July 30, 2010 | By PACIFIC LEGAL FOUNDATION

Author: Timothy Sandefur

In a recent blog post I mentioned that liberals, no less than conservatives, ought to be very wary of expanding government power under the commerce clause. It turns out that Walter Lippmann (no conservative, he) made the same point eloquently at the very time that the Supreme Court was expanding that power:

The so-called liberals who today think that Federalism was invented by the Liberty League and is defended only by hirelings of the DuPonts did not have the same appetite for centralized government when they ran afoul of it in wartime and during the reign of the Anti-Saloon League.

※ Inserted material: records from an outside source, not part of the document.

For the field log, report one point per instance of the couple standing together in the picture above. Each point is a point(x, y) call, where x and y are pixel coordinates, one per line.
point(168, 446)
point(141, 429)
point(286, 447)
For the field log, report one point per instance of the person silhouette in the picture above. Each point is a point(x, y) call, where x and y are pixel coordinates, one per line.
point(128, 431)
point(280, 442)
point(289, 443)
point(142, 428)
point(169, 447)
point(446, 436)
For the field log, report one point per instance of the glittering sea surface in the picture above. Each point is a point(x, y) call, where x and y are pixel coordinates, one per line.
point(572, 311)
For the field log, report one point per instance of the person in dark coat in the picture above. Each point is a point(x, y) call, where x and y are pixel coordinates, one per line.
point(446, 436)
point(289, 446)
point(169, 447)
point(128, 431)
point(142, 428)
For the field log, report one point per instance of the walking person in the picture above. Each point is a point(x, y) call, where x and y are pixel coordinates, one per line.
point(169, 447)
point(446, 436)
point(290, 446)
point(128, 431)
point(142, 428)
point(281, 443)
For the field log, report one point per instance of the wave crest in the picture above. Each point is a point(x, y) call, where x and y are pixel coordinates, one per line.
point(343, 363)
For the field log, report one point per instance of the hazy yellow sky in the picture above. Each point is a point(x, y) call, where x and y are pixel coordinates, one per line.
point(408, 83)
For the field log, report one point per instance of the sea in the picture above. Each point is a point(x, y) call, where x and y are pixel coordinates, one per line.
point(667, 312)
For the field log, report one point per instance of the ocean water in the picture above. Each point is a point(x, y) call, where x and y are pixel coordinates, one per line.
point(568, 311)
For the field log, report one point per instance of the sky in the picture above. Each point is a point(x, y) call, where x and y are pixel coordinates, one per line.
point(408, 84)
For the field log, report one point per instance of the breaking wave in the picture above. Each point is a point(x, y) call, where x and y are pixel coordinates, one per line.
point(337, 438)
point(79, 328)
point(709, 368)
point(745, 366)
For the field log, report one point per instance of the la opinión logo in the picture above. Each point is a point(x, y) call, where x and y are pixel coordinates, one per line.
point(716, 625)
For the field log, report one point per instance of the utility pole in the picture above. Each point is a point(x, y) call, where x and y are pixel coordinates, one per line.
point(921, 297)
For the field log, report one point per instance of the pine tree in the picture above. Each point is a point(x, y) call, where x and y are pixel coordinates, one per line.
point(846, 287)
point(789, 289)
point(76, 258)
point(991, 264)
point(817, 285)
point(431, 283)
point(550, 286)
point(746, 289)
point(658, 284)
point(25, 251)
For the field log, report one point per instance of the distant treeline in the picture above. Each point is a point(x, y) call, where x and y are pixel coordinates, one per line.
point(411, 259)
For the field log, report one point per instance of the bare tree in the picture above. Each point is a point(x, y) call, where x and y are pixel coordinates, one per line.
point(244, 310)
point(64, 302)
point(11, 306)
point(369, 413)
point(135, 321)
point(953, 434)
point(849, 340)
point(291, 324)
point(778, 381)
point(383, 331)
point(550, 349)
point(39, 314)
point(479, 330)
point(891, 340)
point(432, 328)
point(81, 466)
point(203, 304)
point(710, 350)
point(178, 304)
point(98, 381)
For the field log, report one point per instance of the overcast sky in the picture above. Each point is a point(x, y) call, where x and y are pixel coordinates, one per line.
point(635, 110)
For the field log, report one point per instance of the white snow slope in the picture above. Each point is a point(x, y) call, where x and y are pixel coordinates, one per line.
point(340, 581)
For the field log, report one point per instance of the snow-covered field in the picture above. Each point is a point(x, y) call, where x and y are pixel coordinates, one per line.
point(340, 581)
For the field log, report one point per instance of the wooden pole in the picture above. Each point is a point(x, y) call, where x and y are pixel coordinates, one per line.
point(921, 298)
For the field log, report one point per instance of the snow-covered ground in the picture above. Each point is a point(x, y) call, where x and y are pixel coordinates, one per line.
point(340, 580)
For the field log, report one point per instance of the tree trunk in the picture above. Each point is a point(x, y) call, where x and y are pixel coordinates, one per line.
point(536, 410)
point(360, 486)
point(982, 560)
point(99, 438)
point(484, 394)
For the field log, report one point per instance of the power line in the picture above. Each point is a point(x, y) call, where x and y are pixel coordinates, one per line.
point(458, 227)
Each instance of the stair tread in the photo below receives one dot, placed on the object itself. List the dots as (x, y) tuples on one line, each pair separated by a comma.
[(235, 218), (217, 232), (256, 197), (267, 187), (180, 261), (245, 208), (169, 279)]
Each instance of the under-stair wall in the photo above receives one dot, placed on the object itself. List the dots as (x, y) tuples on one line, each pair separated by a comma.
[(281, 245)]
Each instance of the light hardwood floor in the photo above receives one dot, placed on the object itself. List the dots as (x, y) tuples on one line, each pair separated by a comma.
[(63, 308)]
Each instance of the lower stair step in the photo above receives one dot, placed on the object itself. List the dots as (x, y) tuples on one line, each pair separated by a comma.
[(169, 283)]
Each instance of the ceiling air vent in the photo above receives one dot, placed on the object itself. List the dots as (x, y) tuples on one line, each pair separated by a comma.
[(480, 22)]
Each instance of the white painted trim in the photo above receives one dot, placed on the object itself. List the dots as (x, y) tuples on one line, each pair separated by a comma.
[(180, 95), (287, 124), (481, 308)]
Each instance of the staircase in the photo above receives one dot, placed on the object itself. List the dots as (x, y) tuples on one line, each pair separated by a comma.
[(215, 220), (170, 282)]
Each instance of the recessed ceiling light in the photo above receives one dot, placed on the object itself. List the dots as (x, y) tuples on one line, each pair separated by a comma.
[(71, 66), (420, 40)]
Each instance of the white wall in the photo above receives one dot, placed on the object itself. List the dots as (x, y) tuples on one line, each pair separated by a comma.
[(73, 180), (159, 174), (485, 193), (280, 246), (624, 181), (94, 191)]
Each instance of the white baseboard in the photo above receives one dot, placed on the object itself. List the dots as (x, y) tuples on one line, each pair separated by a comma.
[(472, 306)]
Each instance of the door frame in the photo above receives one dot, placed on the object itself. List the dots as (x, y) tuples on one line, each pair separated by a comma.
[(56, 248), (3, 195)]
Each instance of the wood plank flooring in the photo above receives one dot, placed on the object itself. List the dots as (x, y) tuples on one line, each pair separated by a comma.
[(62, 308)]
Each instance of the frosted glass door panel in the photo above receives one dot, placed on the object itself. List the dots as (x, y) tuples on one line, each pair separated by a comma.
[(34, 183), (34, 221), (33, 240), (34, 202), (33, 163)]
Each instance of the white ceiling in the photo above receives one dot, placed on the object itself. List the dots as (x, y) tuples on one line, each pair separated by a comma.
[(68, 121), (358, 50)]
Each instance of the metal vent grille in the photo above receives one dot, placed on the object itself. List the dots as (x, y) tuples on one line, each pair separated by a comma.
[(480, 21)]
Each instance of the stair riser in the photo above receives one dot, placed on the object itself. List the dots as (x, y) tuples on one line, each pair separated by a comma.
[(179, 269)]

Nor will they have the same enthusiasm for it the next time they see a Congress which does not think as they do, a Congress, perhaps, which decides to regulate labor by imposing compulsory service in labor camps as a means of preparedness for war and a way of teaching men to take orders promptly. The current enthusiasms of the liberals for a centralized government of unlimited powers arise from the happy idea that only liberals will run that government…. [I]f they think there will never be a reaction again, their optimism is far greater than their good sense. They will make the greatest mistake of their lives if, while they are in power, they destroy the defenses they will desperately need when in the course of human events the people turn once more the other way.

Walter Lippmann, syndicated newspaper column, Feb. 4, 1937, quoted in Arthur Ekirch, Jr., Ideologies And Utopias: The Impact of The New Deal on American Thought 201-02 (1969).